DZIEN 10: KYOTO

(30.04)
Opuściliśmy Ryokan, któremu, wbrew naszym oczekiwaniom, nie udało się dać nam poczucia bliskości z tradycją Japonii. Udało mu się za to znacząco uszczuplić zawartość naszego portfela... Przenieśliśmy się do wynajętego mieszkania, odetchnęliśmy z ulgą, a potem zaczęliśmy realizować nasz plan zwiedzania Kioto. Udaliśmy się więc w kierunku targu Nishiki, ale po drodze wchłonęła mnie drogeria i wypluła dopiero po ok 2 godzinach , gdy N zaczęła stanowczo protestować i nie pomagały nawet schody ruchome...

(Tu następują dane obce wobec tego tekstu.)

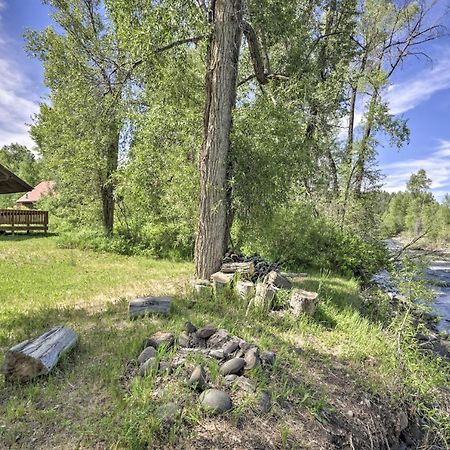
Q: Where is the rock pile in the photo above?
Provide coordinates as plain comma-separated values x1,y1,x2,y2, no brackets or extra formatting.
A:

Na tym etapie jasnym już było, że plan zwiedzania nie ma szans na realizację, więc niespiesznie poszwendaliśmy się po Nishiki, gdzie mnóstwo było barwnych stoisk z przeróżnymi smakołykami. Zdecydowaliśmy się na bliżej nieokreślone w składzie 'kule smakule' ze szczypiorkiem ;)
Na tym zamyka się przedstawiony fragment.